When it comes to good food and great times, Hamtramck has plenty to offer. In this column, we’ll talk about what’s happening at our bars, restaurants and other events throughout the city.
By Charles Sercombe
The crew here at Toast of the Town was challenged last weekend.
Why, oh why, did the Hamtramck Music Festival have to occur when Daylight Savings Time kicked in?
That made getting up on Sunday a bit of a chore. But are we complaining? Heck no.
Last year’s festival was overflowing with fun, and the goodwill everyone shared made you all goose bumpy with groovy feelings.
This past weekend, you could double that. It seemed to us there were even more people and more excitement around town.
The Festival has sort of taken the place of the Metro Times Blowout since Blowout organizers decided to expand that event from primarily in Hamtramck to more bars in Detroit and Ferndale.
Ever since that change, the Blowout has lost a lot of ooomph. The new festival was created to fill that vacuum, and it sure has breathed new life into the music scene.
And for 10 bucks for two nights on the town, it’s a mighty bargain.
The Toast crew started out Saturday night looking for a little fortification, namely a nice Polish meal at either the Polish Village Café or Polonia. Yeah, that didn’t work out.
Not surprisingly, the restaurants were packed, and the waiting time was something like an hour. Wow, we thought, the festival really spilled over.
We then took a detour to Buddy’s, because pizza really soaks up the alcohol. Also there was Hamtramck-based musician Eric Villa (who happens to live next door to the mayor) and his buddies who also couldn’t get a seat at our local Polish restaurants.
After a slice, we decided to make it a cross-cultural outing by starting things off with a visit to Hamtramck’s Public Pool Art Gallery, which was celebrating its fifth year of presenting edgy, fun shows.
Saturday was no exception. Hosting the night was Steve Hughes, who was his convivial self, grinning and drinking a beer.
Also on hand was former Hamtramck resident and globe-trotting environmental journalist Tom Clynes, who is off to Alaska next for a piece to be published in National Geographic.
If you’ve never heard of Tom check him out at tomclynes.com.
We were also impressed with the featured artist Tim Hailey, who also happens to be a founding member of the gallery.
One of his pieces, referred to as the girl from the famous Blind Faith album cover, and entitled “Bell Bottom Blues,” gave us a momentary flashback to our hippie days. Those were fun times way back when, and in many ways the world was a much more innocent place.
And wouldn’t you know it, on our walk down Caniff to Paycheck’s there was a dude smokin’ something, ah, referred to nowadays as a “medical” herb. Has anyone noticed the amount of this legal prescription drug you smell these days out on the streets?
At Paycheck’s we were pleasantly surprised with the Miles Davis-like spaced out sounds of the James Cornish Ensemble. While we downed our shots of Bushmills, in walked Brad and Patty from Kelley’s Bar, who were taking part of the night off before heading back to work at their bar.
Brad said his place on Holbrook has really picked up in recent weeks from an influx of young adults who have been priced out of the Midtown area. Hey, Detroit’s loss is Hamtramck’s gain.
We were all settling in real nice and comfy and enjoyed the trippy lights, but duty called and it was off to PLAV Post 10 Hall and up their steep stairs to catch veteran garage rockers The Hentchmen.
It started out being sort of packed-in at the newly renovated hall and then it got shoulder-to-shoulder crammed. The band sounded like it was 1995 all over again. They actually had some folks dancing too, which is a rarity in these shoe-gazing days of modern music.

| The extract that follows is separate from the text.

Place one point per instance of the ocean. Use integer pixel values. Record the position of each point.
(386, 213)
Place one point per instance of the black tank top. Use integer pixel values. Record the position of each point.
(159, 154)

We scooted out of Post 10 to just go wherever the muse directed us, and we decided to make a pit stop at the just-opened Bumbo’s Bar on Holbrook. You old-timers will know it as the old Hank’s Bar.
You wouldn’t believe how new owners Tia and Brian Krawczyk have transformed what had been a crusty – and sometimes a little rough – old-man drinking bar.
Gone is the drop ceiling, which was all the rage in the energy-savings obsessed 1970s, and what became exposed is a beautiful tin ceiling. Note to all Hamtramck bars: If you have a tin ceiling covered up, expose it.
You can also actually see in there now and not have to worry about what lurks in the dark corners.
Plans call for opening a kitchen, which will feature Brian’s own Polish recipes.
Look for live entertainment at some point too.
As it turned out, we got so chatty with the pair and with some folks who dropped in, which included School Boardmember Maggie Srodek, that the hands on the clock turned to 1 a.m. a little too quick.
With Daylight Savings Time about to turn things an hour ahead, we thought it best to end there.
But this being Hamtramck, there is always next weekend to look forward to.